Input (images/video)
│
▼
┌─────────────────┐
│ U-Net Model │ Semantic segmentation
│ (PyTorch) │ → binary or 3-class mask
└────────┬────────┘
│
▼
┌─────────────────┐
│ Connected │ Instance segmentation
│ Components │ → individual frond masks
└────────┬────────┘
│
▼
┌─────────────────┐
│ btrack │ Bayesian tracking with
│ (Kalman + HMM) │ Kalman filter
└────────┬────────┘
│
▼
┌─────────────────┐
│ Track Stitching│ Merge fragmented tracks
│ + Lineage │ Detect budding events
└────────┬────────┘
│
▼
┌─────────────────┐
│ Cluster │ Group by spatial location
│ Analysis │ (KMeans / hierarchical)
└────────┬────────┘
│
▼
┌─────────────────┐
│ Visualization │ Figures, plots, GIFs,
│ & Statistics │ CSV exports
└─────────────────┘
The pipeline generates the following in OUTPUT_DIR:
| Output | Description |
|---|---|
unified_tracking_data.csv |
All detections with track IDs, areas, centroids, and time |
lineage_data.csv |
Parent-child relationships from budding events |
cluster_*_population_smoothed.csv |
Filtered population counts per cluster |
segmentation_overlay.mp4 |
Video with colored instance masks and bounding boxes |
cluster_timeline_*.gif |
Animated GIF of cluster evolution |
population_plot.png |
Smoothed population count over time |
area_over_time.png |
Individual growth trajectories |
trajectories.png |
Movement paths of tracked fronds |
doubling_time.png |
Doubling time analysis |
generation_distribution.png |
Size distribution by generation |
If .pt files are tiny (~130 bytes) and contain text like version https://git-lfs.github.com/spec/v1, Git LFS did not download them:
git lfs pullThe notebook expects to be run from the paper_analysis/ directory. Either:
- Open the notebook directly from
paper_analysis/ - Or add the path in the notebook before imports:
import sys sys.path.insert(0, '/path/to/Deepweed/paper_analysis')

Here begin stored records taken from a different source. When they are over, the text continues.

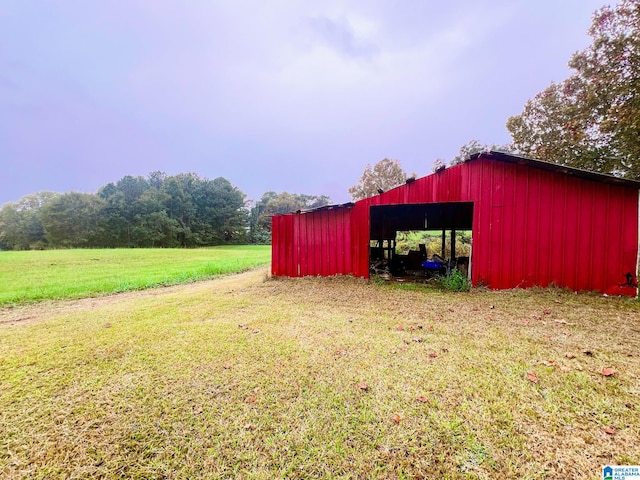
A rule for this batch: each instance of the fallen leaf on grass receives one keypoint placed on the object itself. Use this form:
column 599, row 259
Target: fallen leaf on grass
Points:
column 532, row 377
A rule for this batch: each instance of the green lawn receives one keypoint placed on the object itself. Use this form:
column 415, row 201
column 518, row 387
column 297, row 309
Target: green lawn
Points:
column 250, row 378
column 58, row 274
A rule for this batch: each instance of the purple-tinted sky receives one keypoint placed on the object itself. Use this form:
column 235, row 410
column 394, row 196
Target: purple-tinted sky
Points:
column 273, row 95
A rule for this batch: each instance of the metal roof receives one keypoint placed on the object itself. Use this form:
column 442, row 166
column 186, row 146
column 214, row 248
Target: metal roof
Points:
column 555, row 167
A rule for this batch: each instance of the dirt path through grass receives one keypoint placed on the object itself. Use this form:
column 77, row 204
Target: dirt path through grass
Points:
column 50, row 309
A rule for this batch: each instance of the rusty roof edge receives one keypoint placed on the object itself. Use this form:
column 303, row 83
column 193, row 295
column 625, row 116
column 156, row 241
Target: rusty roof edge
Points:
column 316, row 209
column 555, row 167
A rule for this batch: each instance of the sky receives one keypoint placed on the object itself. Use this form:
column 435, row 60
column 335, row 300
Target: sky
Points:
column 273, row 95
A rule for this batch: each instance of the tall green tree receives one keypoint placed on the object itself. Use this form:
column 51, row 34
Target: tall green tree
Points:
column 384, row 175
column 20, row 222
column 74, row 220
column 591, row 120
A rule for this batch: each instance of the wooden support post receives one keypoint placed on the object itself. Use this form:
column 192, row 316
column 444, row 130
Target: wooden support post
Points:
column 453, row 245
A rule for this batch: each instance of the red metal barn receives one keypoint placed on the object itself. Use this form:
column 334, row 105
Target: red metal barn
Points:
column 532, row 223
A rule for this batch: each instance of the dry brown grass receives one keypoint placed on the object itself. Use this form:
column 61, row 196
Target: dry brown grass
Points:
column 246, row 378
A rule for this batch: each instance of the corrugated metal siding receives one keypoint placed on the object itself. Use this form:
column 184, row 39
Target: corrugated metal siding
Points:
column 530, row 227
column 312, row 243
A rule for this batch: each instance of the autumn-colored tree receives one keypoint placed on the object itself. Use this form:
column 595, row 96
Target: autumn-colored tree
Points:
column 384, row 175
column 591, row 120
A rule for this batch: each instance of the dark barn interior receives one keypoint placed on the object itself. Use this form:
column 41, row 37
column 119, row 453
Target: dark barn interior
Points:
column 387, row 220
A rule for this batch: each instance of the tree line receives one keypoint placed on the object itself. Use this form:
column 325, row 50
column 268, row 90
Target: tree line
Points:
column 183, row 210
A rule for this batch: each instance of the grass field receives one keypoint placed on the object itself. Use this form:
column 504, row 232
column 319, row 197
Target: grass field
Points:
column 249, row 377
column 57, row 274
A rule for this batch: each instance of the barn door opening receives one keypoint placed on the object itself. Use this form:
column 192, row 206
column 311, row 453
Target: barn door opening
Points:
column 420, row 241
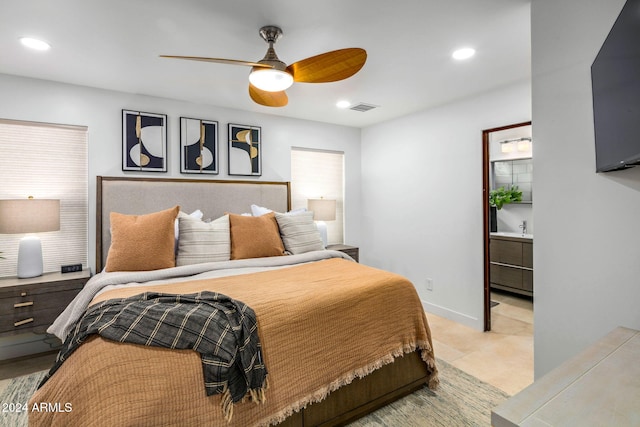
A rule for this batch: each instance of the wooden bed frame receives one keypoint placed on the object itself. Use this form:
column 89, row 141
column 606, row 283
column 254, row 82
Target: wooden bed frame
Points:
column 215, row 197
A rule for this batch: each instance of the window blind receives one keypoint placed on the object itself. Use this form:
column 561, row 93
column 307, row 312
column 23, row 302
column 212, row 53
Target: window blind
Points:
column 316, row 174
column 46, row 161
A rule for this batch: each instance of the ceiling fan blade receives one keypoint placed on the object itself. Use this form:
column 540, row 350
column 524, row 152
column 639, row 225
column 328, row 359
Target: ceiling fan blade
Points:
column 269, row 99
column 329, row 67
column 220, row 60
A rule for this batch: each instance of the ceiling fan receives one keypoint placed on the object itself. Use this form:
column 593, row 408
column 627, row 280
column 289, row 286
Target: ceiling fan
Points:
column 270, row 76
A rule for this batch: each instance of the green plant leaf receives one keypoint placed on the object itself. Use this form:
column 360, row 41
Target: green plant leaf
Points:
column 501, row 196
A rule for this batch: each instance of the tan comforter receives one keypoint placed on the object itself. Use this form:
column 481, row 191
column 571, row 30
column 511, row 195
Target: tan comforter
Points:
column 321, row 325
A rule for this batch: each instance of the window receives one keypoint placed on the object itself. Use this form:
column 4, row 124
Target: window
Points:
column 316, row 174
column 46, row 161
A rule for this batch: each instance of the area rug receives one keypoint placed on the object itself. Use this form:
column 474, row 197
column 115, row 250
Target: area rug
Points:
column 461, row 400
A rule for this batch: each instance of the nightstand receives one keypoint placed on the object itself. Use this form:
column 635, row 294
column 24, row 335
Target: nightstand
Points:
column 352, row 251
column 31, row 305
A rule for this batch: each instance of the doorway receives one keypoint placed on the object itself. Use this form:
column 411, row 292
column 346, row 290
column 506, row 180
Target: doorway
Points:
column 501, row 147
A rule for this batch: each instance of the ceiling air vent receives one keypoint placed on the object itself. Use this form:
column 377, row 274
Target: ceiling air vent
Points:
column 362, row 107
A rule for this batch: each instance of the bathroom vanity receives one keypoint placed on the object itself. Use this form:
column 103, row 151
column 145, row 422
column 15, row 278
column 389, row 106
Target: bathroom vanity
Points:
column 511, row 262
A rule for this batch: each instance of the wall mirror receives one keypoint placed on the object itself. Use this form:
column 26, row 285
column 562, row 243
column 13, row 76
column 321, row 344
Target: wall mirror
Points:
column 505, row 173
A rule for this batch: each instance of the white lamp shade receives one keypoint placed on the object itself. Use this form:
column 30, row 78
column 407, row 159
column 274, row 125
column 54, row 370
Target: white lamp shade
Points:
column 30, row 257
column 29, row 216
column 323, row 209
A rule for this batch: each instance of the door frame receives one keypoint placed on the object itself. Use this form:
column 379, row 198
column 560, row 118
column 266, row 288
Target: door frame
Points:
column 485, row 215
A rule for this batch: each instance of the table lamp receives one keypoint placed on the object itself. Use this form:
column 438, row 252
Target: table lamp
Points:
column 323, row 210
column 18, row 216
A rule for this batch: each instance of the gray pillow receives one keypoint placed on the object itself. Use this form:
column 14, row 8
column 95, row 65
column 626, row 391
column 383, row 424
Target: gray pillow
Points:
column 299, row 233
column 200, row 241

Make sure you installed btrack >= 0.7:
pip install btrackVerify your PyTorch sees the GPU:
import torch
print(torch.cuda.is_available()) # Should print True
print(torch.cuda.get_device_name(0))If False, reinstall PyTorch with the correct CUDA version (see GPU Support).
The pipeline works on CPU — it will just be slower.
Ensure your OpenCV build supports the video codec:
pip install opencv-python-headless # or: pip install opencv-pythonFor AVI files with specific codecs, you may need system-level codec libraries (e.g., FFmpeg):
# macOS
brew install ffmpeg
# Ubuntu/Debian
sudo apt-get install ffmpeg- Set
FRAME_LIMITto a smaller number in the configuration cell to process fewer frames. - Use CPU instead of GPU if GPU memory is limited (the notebook auto-detects and falls back to CPU).
See the LICENSE file for details.
If you use this tool in your research, please cite the associated paper. (Citation details to be added upon publication.)